Even after the campus shut down last semester, the program was able to continue remotely, with students able to learn the practical skills needed for the class through Zoom.
Grant Goold, the program’s department chair, gave his insights about how the program has been operating after being authorized to be on campus and the guideline procedures they are implementing to prevent students and instructors from being contaminated.
“After an unexpected break in the semester back in March, it took quite a while for us to kind of reorganize and reconsider all the options that we were facing, because our department [is] overseen by the governmental agencies and the third party created agencies”. Goold said, “We were waiting to see what kind of standards they would change for us to move forward.”
Goold stated how he and the program worked to create a safe environment so the EMT program could go back on campus for this semester and keep working face-to-face.
“[This summer] we received a notification using a very strict COVID-19 safe protocols and now we have paramedical students and an EMT program on campus, working face-to-face [with] appropriate size cohorts [that are] able to work outside and run calls and scenarios”, Goold said. “Overall, even [though] it has been climbing Mt.

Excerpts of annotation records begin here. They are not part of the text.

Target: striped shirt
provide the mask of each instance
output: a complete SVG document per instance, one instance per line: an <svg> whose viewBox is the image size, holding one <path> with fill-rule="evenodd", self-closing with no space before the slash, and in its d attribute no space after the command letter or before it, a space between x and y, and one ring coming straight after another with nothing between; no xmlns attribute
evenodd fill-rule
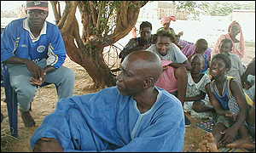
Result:
<svg viewBox="0 0 256 153"><path fill-rule="evenodd" d="M66 59L66 48L58 27L45 21L40 35L35 37L26 19L13 20L1 34L1 62L13 56L34 62L46 59L47 65L61 67Z"/></svg>
<svg viewBox="0 0 256 153"><path fill-rule="evenodd" d="M155 44L151 45L147 50L158 54L161 60L171 60L173 63L183 63L188 60L188 58L183 54L180 48L178 48L178 47L172 42L170 45L167 54L166 54L165 56L161 55L158 52Z"/></svg>

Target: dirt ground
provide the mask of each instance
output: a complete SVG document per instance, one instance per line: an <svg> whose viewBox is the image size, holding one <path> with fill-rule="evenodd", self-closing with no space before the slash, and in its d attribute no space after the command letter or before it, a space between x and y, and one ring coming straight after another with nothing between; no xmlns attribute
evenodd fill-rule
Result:
<svg viewBox="0 0 256 153"><path fill-rule="evenodd" d="M255 44L247 43L247 54L246 57L242 59L242 61L247 65L253 57L255 57ZM90 89L89 87L92 84L92 79L88 76L84 68L68 58L64 65L73 69L76 73L75 95L96 92ZM3 102L4 98L4 88L1 88L1 112L7 116L6 104ZM33 134L35 129L41 124L44 116L54 111L56 100L57 94L54 85L49 85L39 89L32 103L32 116L35 119L37 127L32 128L25 128L19 115L19 139L6 136L6 134L9 133L9 121L8 117L6 117L1 123L1 151L30 152L31 136ZM193 118L190 119L192 125L186 128L185 150L188 150L189 145L191 144L195 144L195 148L197 148L199 142L201 140L201 136L206 133L203 130L195 127L195 123L198 121Z"/></svg>

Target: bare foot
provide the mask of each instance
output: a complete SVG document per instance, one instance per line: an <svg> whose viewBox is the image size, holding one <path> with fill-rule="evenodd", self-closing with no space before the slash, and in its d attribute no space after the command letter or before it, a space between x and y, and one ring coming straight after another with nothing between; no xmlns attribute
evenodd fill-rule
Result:
<svg viewBox="0 0 256 153"><path fill-rule="evenodd" d="M36 122L35 122L33 117L30 115L29 111L24 111L24 112L20 111L20 114L21 114L21 118L23 120L25 127L26 127L26 128L35 127Z"/></svg>
<svg viewBox="0 0 256 153"><path fill-rule="evenodd" d="M242 148L247 150L254 150L255 143L250 141L249 139L240 139L233 143L226 144L228 148Z"/></svg>
<svg viewBox="0 0 256 153"><path fill-rule="evenodd" d="M197 152L218 152L215 139L212 133L204 135L203 139L204 140L199 144Z"/></svg>
<svg viewBox="0 0 256 153"><path fill-rule="evenodd" d="M207 152L207 140L206 139L199 143L199 149L196 150L196 152Z"/></svg>

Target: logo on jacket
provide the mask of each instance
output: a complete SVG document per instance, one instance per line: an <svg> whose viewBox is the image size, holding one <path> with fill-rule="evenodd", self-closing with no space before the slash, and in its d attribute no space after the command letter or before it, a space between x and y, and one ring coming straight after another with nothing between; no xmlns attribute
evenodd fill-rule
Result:
<svg viewBox="0 0 256 153"><path fill-rule="evenodd" d="M45 49L45 46L41 45L41 46L38 46L37 50L38 53L43 53L44 51L44 49Z"/></svg>

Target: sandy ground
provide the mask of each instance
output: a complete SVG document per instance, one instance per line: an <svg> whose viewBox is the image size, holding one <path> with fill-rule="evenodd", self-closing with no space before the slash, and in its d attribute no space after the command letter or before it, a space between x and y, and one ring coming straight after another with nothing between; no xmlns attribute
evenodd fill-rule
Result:
<svg viewBox="0 0 256 153"><path fill-rule="evenodd" d="M247 65L255 56L255 46L247 45L247 54L242 59L242 61ZM76 83L74 94L81 95L89 93L93 93L88 88L92 84L91 78L87 72L78 64L73 62L68 58L64 65L73 69L76 73ZM1 112L7 116L6 104L3 102L4 99L4 88L1 88ZM9 133L8 117L1 123L1 151L15 151L15 152L27 152L30 149L30 138L33 134L35 129L40 125L45 116L53 112L57 101L56 90L54 85L49 85L39 89L32 103L32 115L36 121L37 127L27 128L24 127L22 120L19 115L19 133L18 139L4 136ZM190 117L189 117L190 118ZM201 140L201 136L206 133L196 128L196 120L190 118L192 125L186 128L185 146L187 150L191 144L195 144L195 148L198 147L199 142Z"/></svg>

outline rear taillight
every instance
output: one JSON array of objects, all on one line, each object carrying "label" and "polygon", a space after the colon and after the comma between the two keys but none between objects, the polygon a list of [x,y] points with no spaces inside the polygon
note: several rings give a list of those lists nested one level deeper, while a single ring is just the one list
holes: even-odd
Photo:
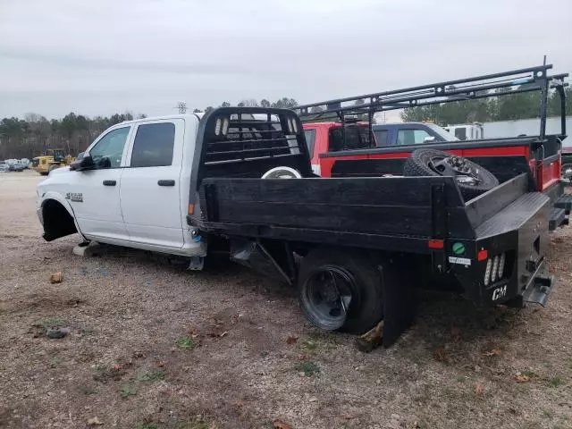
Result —
[{"label": "rear taillight", "polygon": [[484,285],[488,286],[500,280],[505,273],[505,265],[507,263],[507,256],[505,253],[495,255],[486,260],[486,268],[484,269]]}]

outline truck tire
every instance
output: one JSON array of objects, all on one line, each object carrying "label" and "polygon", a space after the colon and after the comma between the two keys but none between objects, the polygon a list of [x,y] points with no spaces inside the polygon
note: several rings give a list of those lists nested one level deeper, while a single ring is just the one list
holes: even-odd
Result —
[{"label": "truck tire", "polygon": [[364,333],[383,318],[381,274],[366,252],[312,250],[300,263],[298,290],[307,320],[325,331]]},{"label": "truck tire", "polygon": [[[441,159],[447,163],[448,167],[444,171],[440,171],[434,166],[433,160]],[[455,165],[450,165],[454,164]],[[470,172],[464,174],[463,171]],[[404,176],[454,176],[457,184],[461,191],[461,195],[466,201],[499,186],[499,181],[494,175],[481,167],[477,164],[463,156],[451,156],[447,152],[435,149],[417,149],[411,153],[411,156],[405,161],[403,166]],[[475,182],[460,181],[461,178],[475,180]]]}]

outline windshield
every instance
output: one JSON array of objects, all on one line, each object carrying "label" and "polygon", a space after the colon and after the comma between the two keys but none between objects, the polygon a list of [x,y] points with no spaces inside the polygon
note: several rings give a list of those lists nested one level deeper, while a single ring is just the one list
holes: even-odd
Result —
[{"label": "windshield", "polygon": [[458,141],[458,139],[457,139],[451,133],[447,132],[445,129],[441,128],[439,125],[435,125],[434,123],[425,123],[425,125],[435,131],[435,133],[438,134],[439,137],[441,137],[445,141]]}]

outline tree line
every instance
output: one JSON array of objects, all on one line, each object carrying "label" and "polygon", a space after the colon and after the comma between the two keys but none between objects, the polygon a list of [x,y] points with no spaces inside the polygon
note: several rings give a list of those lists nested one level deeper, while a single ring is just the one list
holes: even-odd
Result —
[{"label": "tree line", "polygon": [[[567,113],[572,114],[572,88],[567,88]],[[357,105],[364,104],[358,100]],[[232,105],[225,101],[221,107]],[[282,97],[274,102],[263,98],[244,99],[236,105],[247,107],[291,108],[298,105],[294,98]],[[431,121],[441,125],[467,122],[485,122],[491,121],[508,121],[539,117],[540,92],[526,92],[509,96],[481,98],[476,100],[457,101],[427,106],[404,109],[401,119],[404,122]],[[204,109],[193,109],[195,113],[212,111],[209,105]],[[319,113],[320,106],[312,112]],[[559,114],[559,97],[551,94],[548,104],[548,114]],[[144,118],[139,114],[137,118]],[[95,116],[90,118],[71,113],[62,119],[48,121],[38,114],[28,114],[23,119],[4,118],[0,122],[0,160],[7,158],[32,158],[46,154],[50,148],[62,148],[66,154],[77,156],[105,129],[123,121],[132,120],[130,113],[114,114],[111,116]]]},{"label": "tree line", "polygon": [[[221,106],[231,106],[225,101]],[[291,108],[298,105],[293,98],[282,97],[273,103],[265,98],[260,102],[245,99],[237,104],[239,106],[262,106]],[[193,112],[210,112],[214,107],[194,109]],[[136,118],[145,118],[143,114]],[[90,118],[83,114],[71,113],[62,119],[47,120],[38,114],[27,114],[23,119],[11,117],[0,121],[0,160],[10,158],[29,158],[44,155],[47,149],[60,148],[65,154],[77,156],[105,130],[134,119],[132,114],[114,114],[111,116],[95,116]]]},{"label": "tree line", "polygon": [[[508,96],[455,101],[404,109],[403,122],[429,121],[439,125],[455,123],[490,122],[540,117],[540,91],[524,92]],[[548,115],[560,114],[560,97],[556,92],[550,94]],[[572,88],[566,88],[566,112],[572,114]]]}]

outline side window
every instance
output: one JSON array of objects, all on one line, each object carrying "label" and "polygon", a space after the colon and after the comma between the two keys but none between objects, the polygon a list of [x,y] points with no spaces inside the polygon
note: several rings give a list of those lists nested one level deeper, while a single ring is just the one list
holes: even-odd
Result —
[{"label": "side window", "polygon": [[425,137],[431,137],[425,130],[400,130],[397,133],[398,145],[422,145]]},{"label": "side window", "polygon": [[117,168],[122,164],[130,128],[118,128],[109,131],[89,150],[89,156],[96,168]]},{"label": "side window", "polygon": [[363,149],[370,147],[367,127],[349,125],[346,128],[332,128],[328,133],[328,138],[330,152]]},{"label": "side window", "polygon": [[315,130],[304,130],[306,136],[306,144],[307,145],[307,152],[310,158],[314,157],[314,145],[315,144]]},{"label": "side window", "polygon": [[388,130],[379,130],[374,131],[374,134],[375,135],[375,146],[390,146],[390,131]]},{"label": "side window", "polygon": [[455,129],[455,137],[457,139],[458,139],[459,140],[466,140],[467,139],[467,128],[465,127],[458,127]]},{"label": "side window", "polygon": [[172,164],[175,124],[172,122],[139,125],[133,141],[131,167],[160,167]]}]

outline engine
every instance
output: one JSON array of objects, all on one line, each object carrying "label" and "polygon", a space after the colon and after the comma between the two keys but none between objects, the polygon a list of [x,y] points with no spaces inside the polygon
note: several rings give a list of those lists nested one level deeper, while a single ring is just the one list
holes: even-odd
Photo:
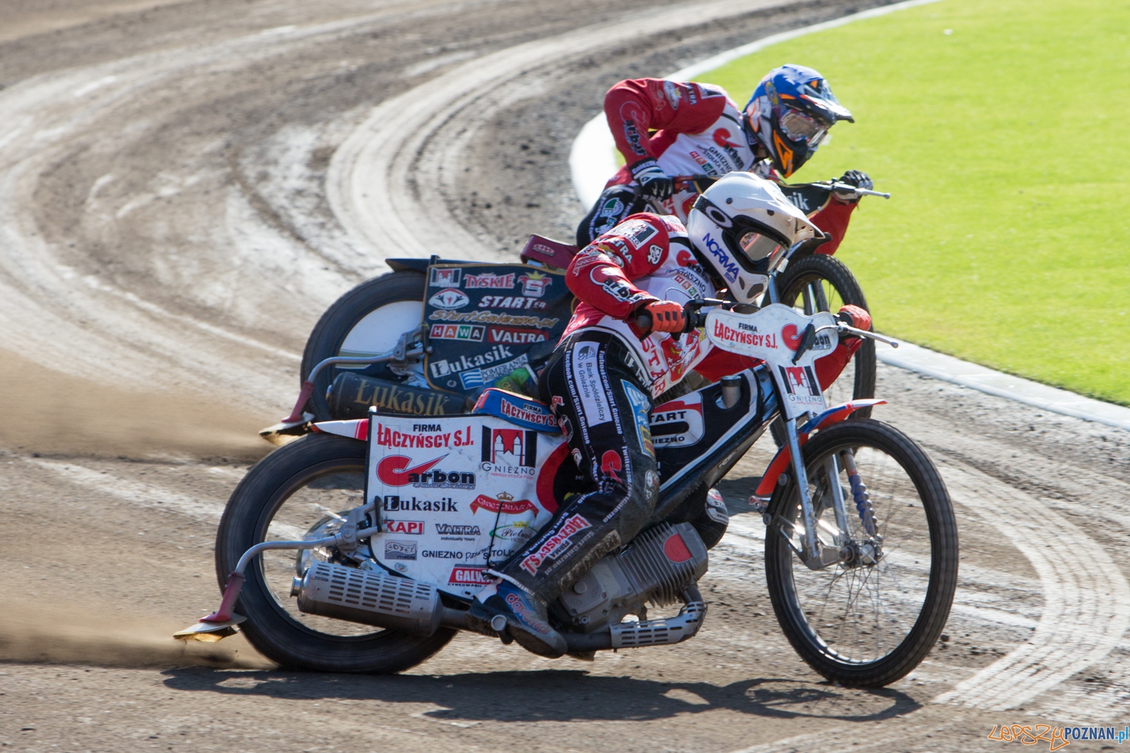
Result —
[{"label": "engine", "polygon": [[606,557],[562,594],[557,616],[580,632],[617,624],[626,614],[666,606],[706,573],[706,545],[689,523],[662,524]]}]

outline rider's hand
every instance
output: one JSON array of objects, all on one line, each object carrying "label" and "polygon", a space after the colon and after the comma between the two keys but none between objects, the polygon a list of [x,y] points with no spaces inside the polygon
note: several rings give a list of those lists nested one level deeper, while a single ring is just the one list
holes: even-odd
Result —
[{"label": "rider's hand", "polygon": [[[838,181],[836,181],[836,183],[844,183],[866,191],[870,191],[875,187],[875,184],[871,182],[871,177],[861,170],[847,170]],[[858,191],[849,191],[847,189],[836,189],[832,193],[835,194],[836,199],[846,204],[854,204],[862,196],[862,194]]]},{"label": "rider's hand", "polygon": [[863,308],[852,304],[840,307],[840,312],[836,314],[836,321],[843,322],[844,324],[853,326],[857,330],[862,330],[863,332],[869,332],[871,330],[871,315]]},{"label": "rider's hand", "polygon": [[653,300],[643,310],[651,314],[652,332],[683,332],[687,326],[687,315],[675,301]]},{"label": "rider's hand", "polygon": [[669,199],[675,193],[675,181],[651,157],[633,163],[632,178],[640,184],[640,190],[649,196]]}]

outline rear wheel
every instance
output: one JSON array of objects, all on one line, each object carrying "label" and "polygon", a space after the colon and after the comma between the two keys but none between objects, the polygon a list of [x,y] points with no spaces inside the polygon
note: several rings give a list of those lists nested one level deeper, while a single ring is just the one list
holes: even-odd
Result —
[{"label": "rear wheel", "polygon": [[[866,484],[878,537],[863,529],[845,454]],[[822,542],[847,543],[834,540],[840,528],[832,498],[838,484],[852,541],[880,543],[877,555],[863,553],[854,564],[809,570],[790,546],[802,549],[796,479],[777,487],[765,534],[773,611],[789,642],[816,672],[843,685],[888,685],[925,658],[949,618],[958,561],[949,494],[922,448],[879,421],[825,429],[805,446],[803,456]]]},{"label": "rear wheel", "polygon": [[[424,321],[425,281],[420,272],[390,272],[362,282],[333,301],[306,340],[302,354],[302,382],[327,358],[380,356],[391,351],[401,334],[415,330]],[[337,367],[323,369],[314,382],[314,394],[310,397],[307,410],[314,414],[315,421],[332,418],[325,391],[338,373]],[[403,378],[382,367],[373,367],[366,373],[393,382]]]},{"label": "rear wheel", "polygon": [[[220,587],[246,550],[262,541],[332,535],[339,515],[363,504],[367,445],[333,435],[307,435],[260,461],[224,510],[216,535]],[[315,533],[318,532],[318,533]],[[328,559],[307,550],[304,557]],[[302,557],[302,555],[299,555]],[[263,656],[292,669],[385,674],[425,660],[455,634],[428,637],[303,614],[290,596],[294,551],[264,552],[247,566],[236,612]]]}]

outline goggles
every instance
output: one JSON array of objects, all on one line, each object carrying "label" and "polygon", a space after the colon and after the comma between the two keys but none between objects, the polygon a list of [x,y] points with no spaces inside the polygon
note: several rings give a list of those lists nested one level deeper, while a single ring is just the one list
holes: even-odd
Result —
[{"label": "goggles", "polygon": [[790,141],[805,141],[810,147],[820,146],[828,132],[827,125],[792,107],[784,108],[777,122]]}]

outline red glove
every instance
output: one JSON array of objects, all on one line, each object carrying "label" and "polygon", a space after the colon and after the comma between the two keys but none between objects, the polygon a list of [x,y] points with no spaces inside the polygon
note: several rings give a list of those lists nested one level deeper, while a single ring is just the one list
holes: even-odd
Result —
[{"label": "red glove", "polygon": [[863,330],[863,332],[871,330],[871,315],[866,309],[852,304],[841,306],[836,319],[857,330]]},{"label": "red glove", "polygon": [[653,300],[643,307],[651,314],[652,332],[683,332],[687,326],[687,315],[683,306],[670,300]]}]

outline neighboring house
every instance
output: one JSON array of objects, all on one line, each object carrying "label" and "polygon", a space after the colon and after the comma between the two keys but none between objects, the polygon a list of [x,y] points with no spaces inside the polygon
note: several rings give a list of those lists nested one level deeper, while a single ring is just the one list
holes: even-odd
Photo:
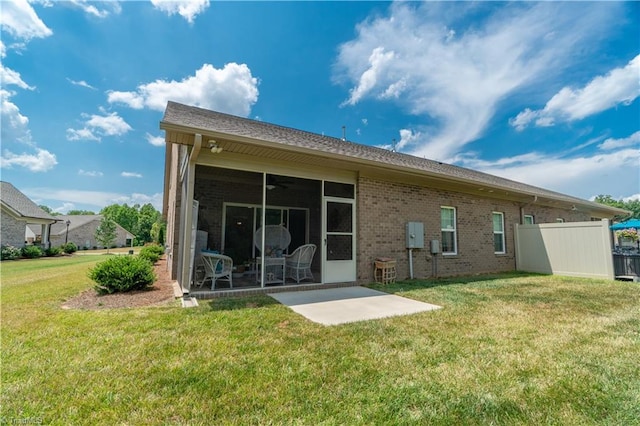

Everest, we have been able to get work accomplished and students are doing great.”
Looking ahead to next semester, the program will introduce virtual reality learning, which students will be able to due to the procedures even with more efficiency
“One of the requirements that the students have with this program is to put their knowledge from their heads to their hands that require them, one scenario from the real world is a 911 call,” said Goold. “The faculty would build the scenario that requires the students to take the knowledge that they learn and get a dispatch to a situation.”
Goold says comments on how technology has been helping students improve on their skills and performance in the program
“We are using a program that allows the students to emerge in 2D, through their computer or their device they can watch virtual reality scenarios;” Goold said. “And interact with their scenario and will be available for us to evaluate their performance.”
Asa Simien, an EMT student, commented on the guidelines that they have to follow every day so they can be working face-to-face again on the college campus classrooms
“The main difference that we are having now is that we are having to wear a mask all-time when we are on campus”, Simien said. “We have to fill out the COVID-19 screen form to make sure we are not having any symptoms.”
Simien highlighted how hard it was at the beginning of the shut down since they were not able to do much of the practice procedures that the class requires the EMT students to do but after they were authorized to be on campus things got a lot easier for the program in general
“In the beginning, it was all Zoom for about a month so we weren’t able to do much practice so now that we are allowed to be back on campus we have plenty of time to do that now,” Simien said.
He also emphasized how important was the professors’ support during those difficult times and how they were very helpful with the students in so many different ways.
“They have been giving extra time with we need to study and if we missed a day and we want to get more practice we can come with our cohorts,” Simien said. “We can choose between Monday and Wednesday and they will come and assist us with whatever we need, so that has been pretty good”.